E é neste contexto que abre, risonha, a primeira questão de suma gravidade à escala daquele mundo de insignificâncias: o Bispo de Tocatins, ao entrar no porto de Belém, havia sido recebido com dezessete tiros de salva, mas reclamava ter direito a dezoito, citando em abono «basto cabedal de textos e leis», o que gerou consulta necessária «ao estabelecido na legislação dos povos civilizados ou não» e o parecer das grandes repartições técnicas do ministério.
E continua Lima Barreto o que foi o entendimento dessas doutas instâncias da Administração: «A informação da secção de artilharia recordou por alto a teoria da separação de poderes; a divisão de Justiça, porém, abandonando as leis, os tratadistas, baseou-se em questões teóricas de artilharia, desenvolveu cálculos, para mostrar os fundamentos da queixa de Sua Reverendíssima». E assim sucessivamente, para gáudio do leitor.
Não contarei aqui a a narrativa, apelo, sim, à leitura da obra. Num mundo de indisposições, dá alento.
Registo também o modo de dizer, a que a língua portuguesa, tal como no Brasil se expressa, dá corpo, mas que o estilo de Lima Barreto potencia, gerando no leitor atento a necessidade de suspender o correr da leitura para pensar numa palavra, em uma frase. É o «mar espelhejante e móvel», o «séquito de palmeiras pensativas», «a voz pausada, cheia de mansuetude e bondade», o «lucuresco hoteleiro» e tantas mais.
E, depois, o modo de compor as frases: a limitada história sentimental de Gonzaga, que «não foi casado, esqueceu-se disso», «o futuro escriturário [que] não dava para o rodapé; declarou-se "besta" e fez um concursozinho de amanuense, e foi indo», que «ficou como um escolar que sabe geometria a viver numa aldeia de gafanhotoso», o ministro, Juca Paranhos, que era «uma mediocridade supimpa [...], um atrasado que a ganância das gazetas sagrou e a bobagem da multidão fez um Deus», as costureiras, esses «pálidos infusórios da sociedade», operando aquele «ajustamento torturado de panos às carnes» e por aí fora.

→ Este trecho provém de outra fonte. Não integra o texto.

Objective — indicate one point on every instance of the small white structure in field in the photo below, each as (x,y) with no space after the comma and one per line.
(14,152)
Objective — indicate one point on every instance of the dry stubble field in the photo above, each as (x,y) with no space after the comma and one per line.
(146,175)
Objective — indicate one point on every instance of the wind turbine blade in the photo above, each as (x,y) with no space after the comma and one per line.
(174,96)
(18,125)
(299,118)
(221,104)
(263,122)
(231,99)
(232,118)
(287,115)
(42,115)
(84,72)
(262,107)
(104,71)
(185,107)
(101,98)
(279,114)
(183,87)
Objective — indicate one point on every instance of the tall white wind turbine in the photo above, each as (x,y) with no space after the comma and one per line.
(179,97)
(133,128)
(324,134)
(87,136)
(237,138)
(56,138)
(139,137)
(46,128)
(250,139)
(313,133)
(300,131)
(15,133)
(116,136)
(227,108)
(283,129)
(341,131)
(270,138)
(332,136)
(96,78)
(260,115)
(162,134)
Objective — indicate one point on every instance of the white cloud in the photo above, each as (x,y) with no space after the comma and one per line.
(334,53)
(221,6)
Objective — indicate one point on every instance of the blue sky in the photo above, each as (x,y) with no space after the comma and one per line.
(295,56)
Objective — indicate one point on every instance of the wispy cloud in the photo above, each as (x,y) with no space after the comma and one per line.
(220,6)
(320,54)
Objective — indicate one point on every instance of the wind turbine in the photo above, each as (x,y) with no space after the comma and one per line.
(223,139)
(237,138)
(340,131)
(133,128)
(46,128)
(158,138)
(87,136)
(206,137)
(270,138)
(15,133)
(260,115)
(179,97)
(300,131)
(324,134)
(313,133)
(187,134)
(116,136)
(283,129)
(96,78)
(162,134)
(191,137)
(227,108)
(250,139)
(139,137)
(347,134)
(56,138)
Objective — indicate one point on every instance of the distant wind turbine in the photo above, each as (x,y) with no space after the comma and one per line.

Enfim, a constante presença nessa escrita de um cultura literária e filosófica, fruto de autodidactismo, a menção a Poincaré, a Renan, a Abelardo, a La Fontaine, Edgar Poe, Augusto Comte e tantos outros. E não por teatro de exibição, sim no a propósito que a torna a referência justificada e disso ressalta o conhecimento de causa.
Na invulgar e monumental de Lima Barreto, editada em 2017 pela Companhia das Letras, Lilia Moritz Schwarcz, apodou-o de «triste visionário» e cita-o quando afirmou que qualquer vida é feita «de muitas vidas e muitas existências». Assim a sua grandeza, assim o cansaço esgotante que a persegue.